What is the tone of communication? If it’s repetitive, breathless, frantic, exaggerated, vague–it’s a technique to get your blood boiling and your anxieties to kick in. In other words, the people behind it don’t want you to think soberly about it because you might send them less or nothing. They’ll do much better if they play with your emotions.
How is the recipient of your money held accountable? Do they disclose where the money goes, who approves the spending, who raises it–and what other business entities the fundraisers own?
Reinforcing Accountability
Various watchdog groups monitor non-profits and publish some of this information. Organizations themselves may file an annual IRS Form 990 that reveals some facts, even beyond financial data. Of course, religious groups enjoy certain privileges that other non-profits don’t. For example, if a religious non-profit claims to be a church (and more conservative entities are doing just that), they are exempt from reporting. You can find a helpful list here of places you can go to check out whoever is asking you for your money.
You can also ask non-profits directly to provide financial reports, meeting minutes, and organizational documents such as charters and bylaws. As a public-facing tax-exempt organization, they are at least ethically obligated to furnish this type of information to the public. And they may also be legally required to do so.

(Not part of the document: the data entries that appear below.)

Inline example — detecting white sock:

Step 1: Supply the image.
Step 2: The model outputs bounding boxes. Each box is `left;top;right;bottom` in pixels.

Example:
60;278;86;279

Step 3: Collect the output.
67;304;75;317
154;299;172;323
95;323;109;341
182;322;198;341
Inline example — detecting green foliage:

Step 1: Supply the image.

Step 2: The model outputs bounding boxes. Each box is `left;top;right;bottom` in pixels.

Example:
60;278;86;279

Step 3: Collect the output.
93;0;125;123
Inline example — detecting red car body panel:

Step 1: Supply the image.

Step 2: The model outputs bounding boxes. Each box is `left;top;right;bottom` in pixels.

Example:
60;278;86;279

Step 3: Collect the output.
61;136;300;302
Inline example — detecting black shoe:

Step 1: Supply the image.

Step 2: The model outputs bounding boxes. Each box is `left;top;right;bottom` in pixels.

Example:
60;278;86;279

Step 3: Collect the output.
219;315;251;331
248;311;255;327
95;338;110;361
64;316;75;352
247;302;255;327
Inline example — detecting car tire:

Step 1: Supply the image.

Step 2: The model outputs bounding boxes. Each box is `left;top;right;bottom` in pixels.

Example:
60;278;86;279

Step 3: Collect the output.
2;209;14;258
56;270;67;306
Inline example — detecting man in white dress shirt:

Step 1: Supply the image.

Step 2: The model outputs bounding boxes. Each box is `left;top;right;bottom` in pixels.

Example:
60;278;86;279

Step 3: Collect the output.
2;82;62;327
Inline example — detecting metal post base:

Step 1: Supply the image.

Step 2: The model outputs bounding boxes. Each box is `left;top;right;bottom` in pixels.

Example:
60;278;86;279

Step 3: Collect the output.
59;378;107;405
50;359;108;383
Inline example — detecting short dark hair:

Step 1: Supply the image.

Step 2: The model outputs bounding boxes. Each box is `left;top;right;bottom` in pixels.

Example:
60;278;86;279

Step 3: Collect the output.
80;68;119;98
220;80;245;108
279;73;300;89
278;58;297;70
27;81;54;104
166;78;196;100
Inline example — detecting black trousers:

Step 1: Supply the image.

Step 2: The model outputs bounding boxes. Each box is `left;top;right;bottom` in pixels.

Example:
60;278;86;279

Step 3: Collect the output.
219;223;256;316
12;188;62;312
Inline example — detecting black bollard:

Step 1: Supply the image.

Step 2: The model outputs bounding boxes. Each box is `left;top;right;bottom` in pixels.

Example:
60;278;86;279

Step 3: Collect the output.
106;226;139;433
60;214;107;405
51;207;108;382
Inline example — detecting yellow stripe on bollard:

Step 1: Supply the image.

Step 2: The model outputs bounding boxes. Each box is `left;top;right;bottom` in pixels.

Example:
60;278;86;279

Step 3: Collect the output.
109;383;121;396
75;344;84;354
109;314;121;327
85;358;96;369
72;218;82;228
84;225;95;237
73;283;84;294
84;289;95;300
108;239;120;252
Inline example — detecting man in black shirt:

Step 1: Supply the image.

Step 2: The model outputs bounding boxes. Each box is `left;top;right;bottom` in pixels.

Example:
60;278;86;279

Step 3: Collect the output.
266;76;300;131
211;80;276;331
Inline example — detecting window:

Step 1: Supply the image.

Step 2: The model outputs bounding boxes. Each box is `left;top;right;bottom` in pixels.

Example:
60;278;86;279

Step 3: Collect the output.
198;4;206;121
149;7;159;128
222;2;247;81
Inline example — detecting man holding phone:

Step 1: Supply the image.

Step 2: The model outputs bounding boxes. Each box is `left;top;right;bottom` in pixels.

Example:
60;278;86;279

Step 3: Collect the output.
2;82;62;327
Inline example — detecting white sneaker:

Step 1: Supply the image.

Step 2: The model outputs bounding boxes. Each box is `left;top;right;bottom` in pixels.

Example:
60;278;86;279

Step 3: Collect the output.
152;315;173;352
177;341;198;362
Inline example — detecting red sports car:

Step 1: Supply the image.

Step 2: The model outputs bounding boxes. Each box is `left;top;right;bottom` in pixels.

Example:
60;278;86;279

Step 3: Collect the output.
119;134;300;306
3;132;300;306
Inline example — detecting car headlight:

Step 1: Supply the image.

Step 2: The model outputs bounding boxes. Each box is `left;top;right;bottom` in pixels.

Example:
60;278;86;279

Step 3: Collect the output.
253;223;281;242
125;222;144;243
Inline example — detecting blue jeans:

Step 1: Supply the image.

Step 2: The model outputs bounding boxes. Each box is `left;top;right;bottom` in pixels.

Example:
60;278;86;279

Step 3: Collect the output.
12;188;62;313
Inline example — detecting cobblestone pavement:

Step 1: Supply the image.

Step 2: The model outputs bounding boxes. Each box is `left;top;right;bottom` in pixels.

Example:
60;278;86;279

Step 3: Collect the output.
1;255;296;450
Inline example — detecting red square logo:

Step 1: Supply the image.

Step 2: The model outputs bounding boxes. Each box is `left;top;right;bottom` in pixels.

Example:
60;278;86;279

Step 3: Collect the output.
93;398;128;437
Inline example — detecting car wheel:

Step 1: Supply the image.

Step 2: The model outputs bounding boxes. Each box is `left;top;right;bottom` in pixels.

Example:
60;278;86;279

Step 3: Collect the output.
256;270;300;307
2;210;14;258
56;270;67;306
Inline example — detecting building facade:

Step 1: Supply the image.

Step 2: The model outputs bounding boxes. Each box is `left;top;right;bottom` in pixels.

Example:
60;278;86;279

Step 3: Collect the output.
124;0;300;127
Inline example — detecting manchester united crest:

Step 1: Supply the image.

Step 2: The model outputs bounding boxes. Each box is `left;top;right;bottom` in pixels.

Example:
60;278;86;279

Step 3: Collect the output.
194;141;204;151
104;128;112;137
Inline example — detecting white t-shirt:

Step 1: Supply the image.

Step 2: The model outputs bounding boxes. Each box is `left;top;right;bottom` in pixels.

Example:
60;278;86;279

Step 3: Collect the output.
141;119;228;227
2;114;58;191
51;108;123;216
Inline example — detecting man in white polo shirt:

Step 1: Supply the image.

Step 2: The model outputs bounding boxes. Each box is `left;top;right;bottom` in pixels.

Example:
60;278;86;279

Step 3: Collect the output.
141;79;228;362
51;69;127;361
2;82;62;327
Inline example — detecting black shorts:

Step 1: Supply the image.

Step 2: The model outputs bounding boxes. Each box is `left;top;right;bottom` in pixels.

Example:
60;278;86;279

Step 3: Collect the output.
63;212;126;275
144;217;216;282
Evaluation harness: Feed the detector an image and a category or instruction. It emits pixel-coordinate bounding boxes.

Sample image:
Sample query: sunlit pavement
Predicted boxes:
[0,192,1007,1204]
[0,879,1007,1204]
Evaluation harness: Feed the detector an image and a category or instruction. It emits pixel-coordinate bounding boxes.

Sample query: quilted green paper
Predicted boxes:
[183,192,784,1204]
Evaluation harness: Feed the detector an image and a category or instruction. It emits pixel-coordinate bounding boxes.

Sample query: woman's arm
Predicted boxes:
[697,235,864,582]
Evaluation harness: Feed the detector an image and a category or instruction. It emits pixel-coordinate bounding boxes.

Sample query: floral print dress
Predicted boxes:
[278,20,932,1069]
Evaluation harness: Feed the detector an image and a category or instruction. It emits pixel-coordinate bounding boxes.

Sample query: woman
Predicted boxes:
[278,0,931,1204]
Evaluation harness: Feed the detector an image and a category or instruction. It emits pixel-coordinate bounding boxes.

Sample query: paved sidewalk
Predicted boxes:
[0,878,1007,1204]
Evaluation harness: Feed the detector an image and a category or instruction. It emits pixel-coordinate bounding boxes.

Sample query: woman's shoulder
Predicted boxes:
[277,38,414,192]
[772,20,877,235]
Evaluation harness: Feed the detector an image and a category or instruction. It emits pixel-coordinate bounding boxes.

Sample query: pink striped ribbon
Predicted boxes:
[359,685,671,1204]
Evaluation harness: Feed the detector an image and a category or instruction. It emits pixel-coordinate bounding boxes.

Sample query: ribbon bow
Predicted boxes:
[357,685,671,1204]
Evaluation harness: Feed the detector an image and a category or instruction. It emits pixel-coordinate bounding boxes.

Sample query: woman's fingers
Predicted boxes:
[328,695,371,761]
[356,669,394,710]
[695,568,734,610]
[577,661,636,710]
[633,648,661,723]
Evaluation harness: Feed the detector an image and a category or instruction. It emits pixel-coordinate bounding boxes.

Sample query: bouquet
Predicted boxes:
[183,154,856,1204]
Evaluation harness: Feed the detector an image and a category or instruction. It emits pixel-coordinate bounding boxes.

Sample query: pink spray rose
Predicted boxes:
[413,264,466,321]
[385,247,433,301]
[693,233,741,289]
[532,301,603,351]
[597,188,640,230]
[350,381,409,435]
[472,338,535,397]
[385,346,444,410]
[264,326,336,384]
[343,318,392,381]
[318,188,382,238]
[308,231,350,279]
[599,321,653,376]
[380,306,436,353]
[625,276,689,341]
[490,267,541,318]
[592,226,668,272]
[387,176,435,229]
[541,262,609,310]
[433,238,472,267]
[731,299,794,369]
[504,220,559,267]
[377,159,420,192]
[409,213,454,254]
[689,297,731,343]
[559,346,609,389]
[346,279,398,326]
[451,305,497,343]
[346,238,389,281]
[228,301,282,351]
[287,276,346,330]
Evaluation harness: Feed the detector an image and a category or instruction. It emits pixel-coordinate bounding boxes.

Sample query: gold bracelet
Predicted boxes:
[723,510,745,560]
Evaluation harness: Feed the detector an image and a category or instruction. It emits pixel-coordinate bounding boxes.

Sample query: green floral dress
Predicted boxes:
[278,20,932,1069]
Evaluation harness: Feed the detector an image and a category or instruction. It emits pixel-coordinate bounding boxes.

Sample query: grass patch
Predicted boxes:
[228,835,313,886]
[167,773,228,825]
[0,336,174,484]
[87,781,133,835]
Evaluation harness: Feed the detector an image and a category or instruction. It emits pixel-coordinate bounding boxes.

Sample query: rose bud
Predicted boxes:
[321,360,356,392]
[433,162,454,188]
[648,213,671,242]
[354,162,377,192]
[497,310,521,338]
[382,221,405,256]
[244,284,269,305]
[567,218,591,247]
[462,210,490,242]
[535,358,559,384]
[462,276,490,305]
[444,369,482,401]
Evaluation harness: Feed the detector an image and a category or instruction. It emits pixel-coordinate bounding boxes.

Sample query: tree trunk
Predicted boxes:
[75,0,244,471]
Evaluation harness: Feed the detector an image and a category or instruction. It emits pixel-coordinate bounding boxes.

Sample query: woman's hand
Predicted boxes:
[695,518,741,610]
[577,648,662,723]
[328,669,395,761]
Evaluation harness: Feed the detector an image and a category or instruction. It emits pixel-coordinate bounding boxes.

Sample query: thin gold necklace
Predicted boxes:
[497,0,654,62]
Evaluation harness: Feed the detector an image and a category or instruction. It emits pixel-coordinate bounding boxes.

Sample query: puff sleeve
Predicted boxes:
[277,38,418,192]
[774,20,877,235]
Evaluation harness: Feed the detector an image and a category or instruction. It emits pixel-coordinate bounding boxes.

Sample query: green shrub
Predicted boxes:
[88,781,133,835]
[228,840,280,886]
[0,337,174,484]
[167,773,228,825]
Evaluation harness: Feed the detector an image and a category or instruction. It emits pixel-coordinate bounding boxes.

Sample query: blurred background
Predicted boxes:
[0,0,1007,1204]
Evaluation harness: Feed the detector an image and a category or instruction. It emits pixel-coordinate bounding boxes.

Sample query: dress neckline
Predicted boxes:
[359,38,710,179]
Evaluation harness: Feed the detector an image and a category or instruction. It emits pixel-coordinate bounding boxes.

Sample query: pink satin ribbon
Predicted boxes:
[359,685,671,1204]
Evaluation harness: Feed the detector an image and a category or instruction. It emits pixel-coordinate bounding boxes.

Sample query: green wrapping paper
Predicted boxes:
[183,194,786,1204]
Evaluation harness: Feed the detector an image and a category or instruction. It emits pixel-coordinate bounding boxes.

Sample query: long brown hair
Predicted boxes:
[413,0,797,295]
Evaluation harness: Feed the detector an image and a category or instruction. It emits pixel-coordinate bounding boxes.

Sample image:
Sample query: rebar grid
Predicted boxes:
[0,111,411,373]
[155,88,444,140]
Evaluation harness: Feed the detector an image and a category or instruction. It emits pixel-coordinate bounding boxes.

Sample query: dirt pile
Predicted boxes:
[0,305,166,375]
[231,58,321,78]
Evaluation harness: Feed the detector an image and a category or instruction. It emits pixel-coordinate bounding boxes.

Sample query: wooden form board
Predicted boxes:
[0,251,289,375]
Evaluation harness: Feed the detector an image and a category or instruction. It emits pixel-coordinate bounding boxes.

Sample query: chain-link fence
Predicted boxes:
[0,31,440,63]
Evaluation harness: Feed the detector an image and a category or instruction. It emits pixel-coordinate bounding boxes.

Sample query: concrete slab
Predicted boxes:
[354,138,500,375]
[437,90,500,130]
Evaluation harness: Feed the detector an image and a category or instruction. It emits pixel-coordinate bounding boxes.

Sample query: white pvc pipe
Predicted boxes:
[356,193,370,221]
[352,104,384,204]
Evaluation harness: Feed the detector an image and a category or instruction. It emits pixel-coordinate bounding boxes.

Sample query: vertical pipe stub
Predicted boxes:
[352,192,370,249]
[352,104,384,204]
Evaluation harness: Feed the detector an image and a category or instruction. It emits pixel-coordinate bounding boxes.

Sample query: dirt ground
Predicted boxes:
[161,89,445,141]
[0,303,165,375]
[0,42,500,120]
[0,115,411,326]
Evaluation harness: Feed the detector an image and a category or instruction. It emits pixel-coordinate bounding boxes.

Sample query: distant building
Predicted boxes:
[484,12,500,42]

Scrutiny, accountability, and due diligence are critical because money is power, and power is control. Individuals and organizations exercise control benevolently or malevolently. What most of us don’t want to do is contribute unknowingly and unthinkingly to something that harms and exploits others. Our “gifts” sometimes end up hurting us and others.
At the very least, as fundraisers make hundreds of millions of people madder and madder, more afraid, more suspicious, and more contemptuous of others, more damage is done to individual lives, families, communities, and our whole nation.